Coming Home Late: Jo Baer In the Land of the Giants is a co-curation between IMMA and Highlanes Gallery, Drogheda in collaboration with Jo Baer and guest curator and Baer scholar Janine Armin. The exhibition was first shown at Highlanes Gallery from 29 April – 17 June 2023.




Jo Bear

In the 1960s and 70s, Jo Baer (b. 1929, Seattle, Washington) explored non-objectivity in her black and white hard-edge paintings as part of the New York Minimalist movement. She left New York for Europe in 1975, eventually settling in Amsterdam after years spent in Ireland and London.
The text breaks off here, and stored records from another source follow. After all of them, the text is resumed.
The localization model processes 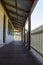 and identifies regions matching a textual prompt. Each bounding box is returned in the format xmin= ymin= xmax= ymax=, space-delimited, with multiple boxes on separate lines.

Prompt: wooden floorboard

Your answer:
xmin=0 ymin=41 xmax=41 ymax=65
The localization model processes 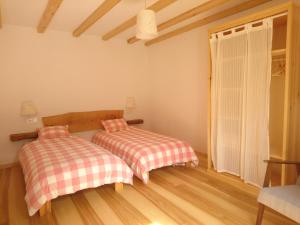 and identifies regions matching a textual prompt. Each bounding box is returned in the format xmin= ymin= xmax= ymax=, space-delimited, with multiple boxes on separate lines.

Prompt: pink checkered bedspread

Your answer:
xmin=92 ymin=127 xmax=198 ymax=183
xmin=19 ymin=136 xmax=133 ymax=216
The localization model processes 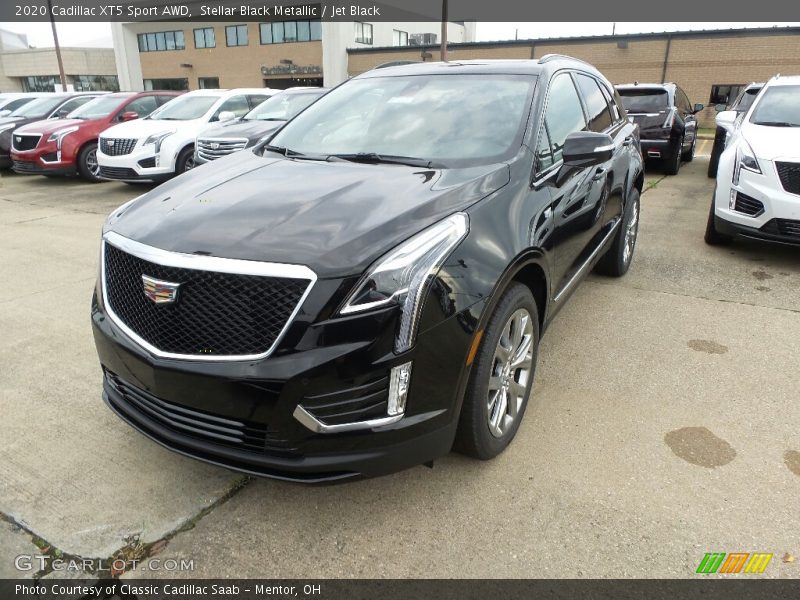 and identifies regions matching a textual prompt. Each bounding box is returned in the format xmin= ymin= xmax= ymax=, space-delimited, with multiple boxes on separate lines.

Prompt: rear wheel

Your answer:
xmin=78 ymin=142 xmax=103 ymax=183
xmin=595 ymin=188 xmax=640 ymax=277
xmin=455 ymin=283 xmax=539 ymax=460
xmin=664 ymin=136 xmax=683 ymax=175
xmin=705 ymin=187 xmax=731 ymax=246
Through the course of her move to Europe, Baer’s work shifted away from pure abstraction, gradually adding figural elements, text, images, and symbols. 

Baer has been the subject of one-artist exhibitions at institutions worldwide at venues including the Whitney Museum of American Art, New York (1975); Van Abbemuseum, Eindhoven, Netherlands (1978, 1986); Stedelijk Museum Amsterdam (1986, 1999, 2013); Dia Center for the Arts, New York (2002); Secession, Vienna (2008); Museum Ludwig, Cologne (2013); Camden Arts Centre, London (2015); MAMCO, Geneva (2022); and Dia | Beacon, NY (2022–26). 
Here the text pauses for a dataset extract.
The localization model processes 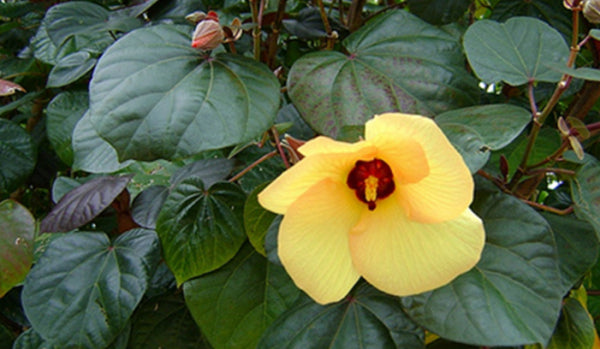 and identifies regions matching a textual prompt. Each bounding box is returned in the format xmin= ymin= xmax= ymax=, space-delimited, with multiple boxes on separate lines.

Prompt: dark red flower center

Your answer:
xmin=346 ymin=159 xmax=396 ymax=211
Significant recent group exhibitions include Busan Biennale, Busan Museum of Art, Korea (2012); São Paulo Biennale, Brazil (2014); Selections from the Permanent Collection, Museum of Contemporary Art, Los Angeles (2014); Drawing Dialogues: Selections from the Sol LeWitt Collection, The Drawing Center, New York (2016); Whitney Biennial, Whitney Museum of American Art (2016); Calder to Kelly, Die amerikanische Sammlung, Kunstmuseum Winterthur, Switzerland (2017); The Absent Museum, WIELS, Brussels (2017); and Making Space: Women Artists and Postwar Abstraction, Museum of Modern Art, New York (2017). 

Her works are part of numerous public collections, including those of the Museum of Modern Art, New York; Tate Gallery, London; and Museum für Moderne Kunst, Frankfurt am Main. 

Anne Madden  

Anne Madden (b. 1932, London, UK) spent her first years in Chile. Her family moved to Europe when she was four and lived in Ireland and London. She attended the Chelsea School of Arts and Crafts. In 1958 she married the Irish painter Louis le Brocquy. Madden’s work, abstract at first glance, but generally with a figurative element, regularly carries references to her Irish background as well as reflecting on life and death.  
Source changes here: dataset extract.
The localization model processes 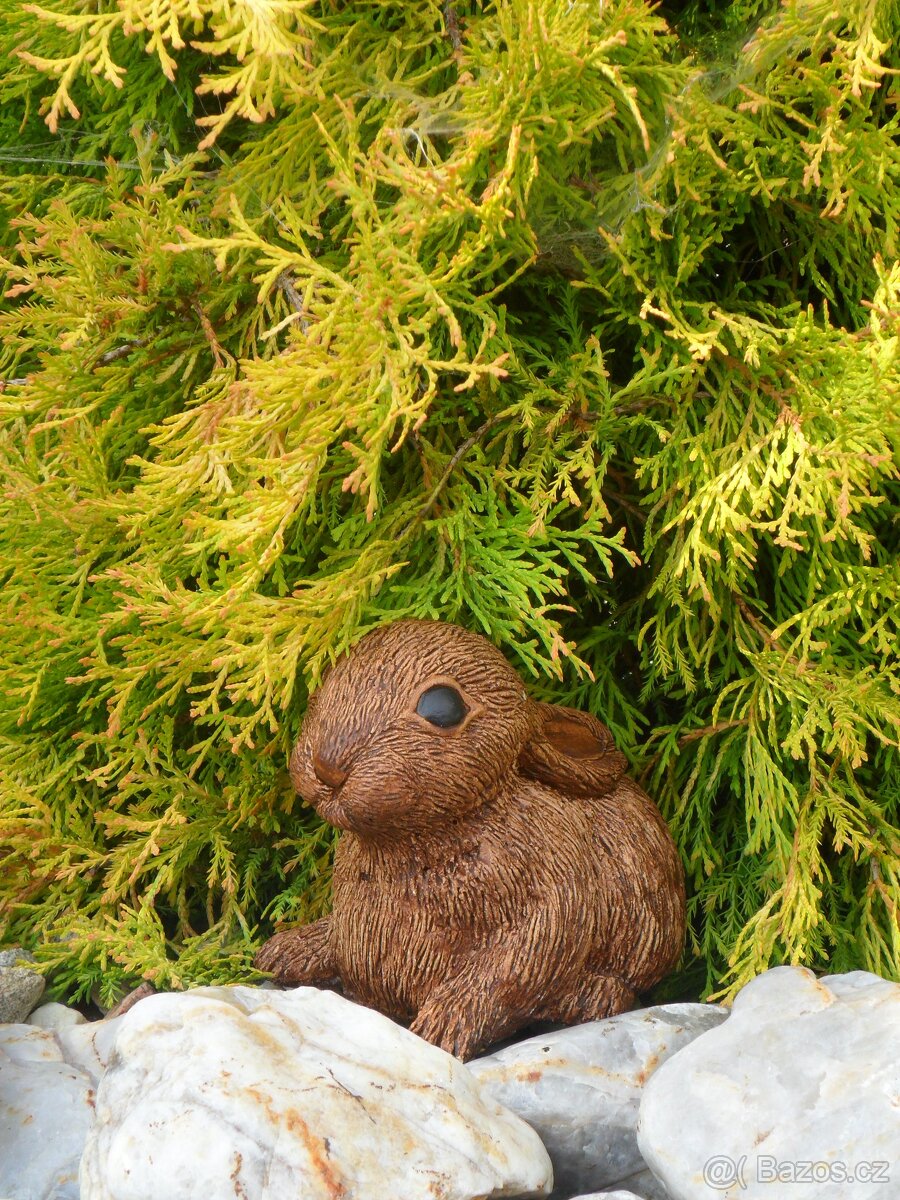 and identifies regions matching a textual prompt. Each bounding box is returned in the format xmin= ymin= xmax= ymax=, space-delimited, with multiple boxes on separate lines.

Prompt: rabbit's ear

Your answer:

Madden’s works from the 1960s on are inspired by the glaciated landscape of the Burren, pre-historic landscape, notions of the empyrean and the subterranean, astronomy and megalithic structures. While another aspect of her practice during this time responded to the conflict in Northern Ireland.   

From the 1990s, Madden’s works reflected ancient Mediterranean civilizations in series such as Pompeii, Oddessy and Garden that draw on themes of death, rebirth, liminality, hubris and human imprint.   

Since the 2000s she has responded to climate, weather patterns, the Aurora Borealis and the effects of the Anthropocene as well as existential, feminist perspectives through ancient cycles.   

Madden has exhibited widely, including a significant retrospective at IMMA in 2007. She is a member of Aosdána and is represented by Taylor Galleries, Dublin.